Trainer's `save_model` isn't saving the entire state_dict and is only saving the embedding/encoder

I currently have a very basic model that consist of a pre-trained backbone model with a MLP head. Think something like:

class Model(PreTrainedModel):
    def __init__(self, config):
        self.backbone = AutoModel.from_pretrained(config.model_name_or_path)
        self.mlp = MLPLayer()

    ...

I’m currently using the Trainer object to save my model. Specifically, the code that I’m using has a self.save_model(output_dir) inside the Training loop. This saves the checkpoint as a safetensors object.

When I try to load it using model = AutoModel.from_pretrained(PATH_TO_SAFETENSORS) I’m noticing that the keys for the MLP layer are not there and only the keys for the backbone model’s embedding and encoder layers are there.

I took a look at the source code for save_model, which seems to be using the _save method, and don’t see any reason why the MLP layers shouldn’t be saved. Both the _save and save_pretrained methods use the state_dict which contains the MLP layer’s weights.

Is there anything that I may be missing or may have configured incorrectly? Thanks.
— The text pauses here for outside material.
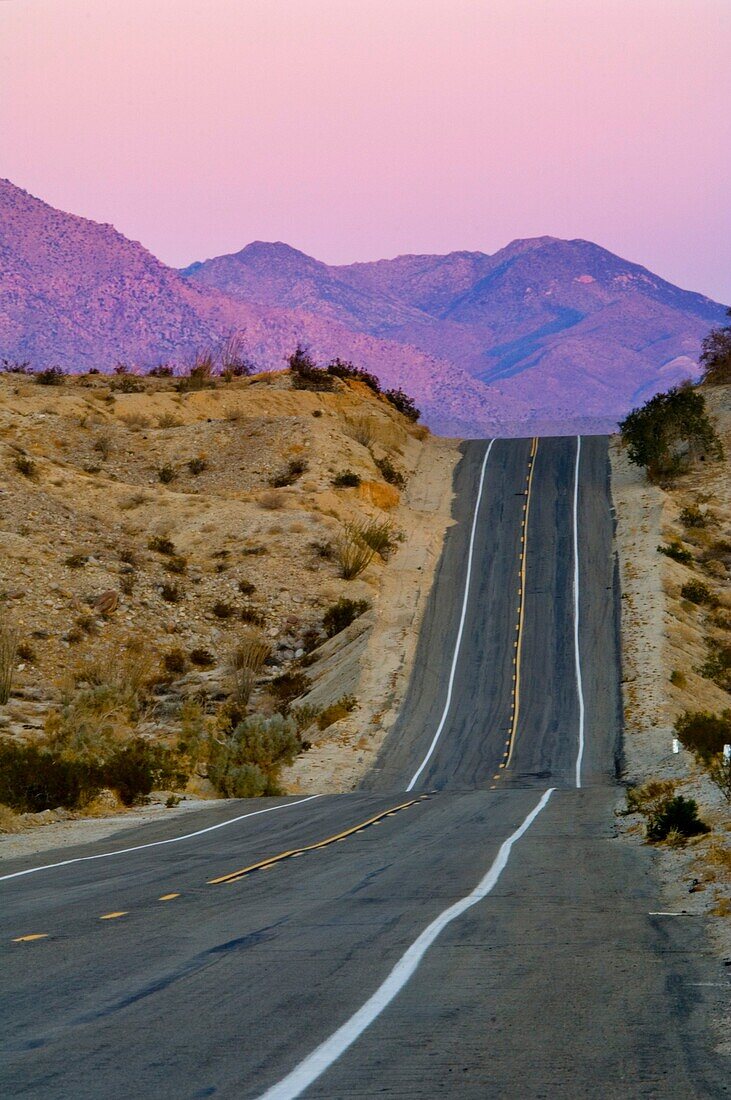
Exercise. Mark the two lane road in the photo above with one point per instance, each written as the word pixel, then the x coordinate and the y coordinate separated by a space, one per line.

Well the mistake was embarrassingly simple. It turns out that if I don’t initialize the exact model object, then only the keys that exist will be loaded.

That means that since I was doing model = AutoModel.from_pretrained(PATH_TO_SAFETENSORS) and not model = Model.from_pretrained(PATH_TO_SAFETENSORS) the code was (correctly) only loading the state_dict for the embedding and encoder layers, since my own MLP layer doesn’t exist in AutoModel.

I do think that a warning message of some type would be a bit helpful, but just leaving this here for other to find.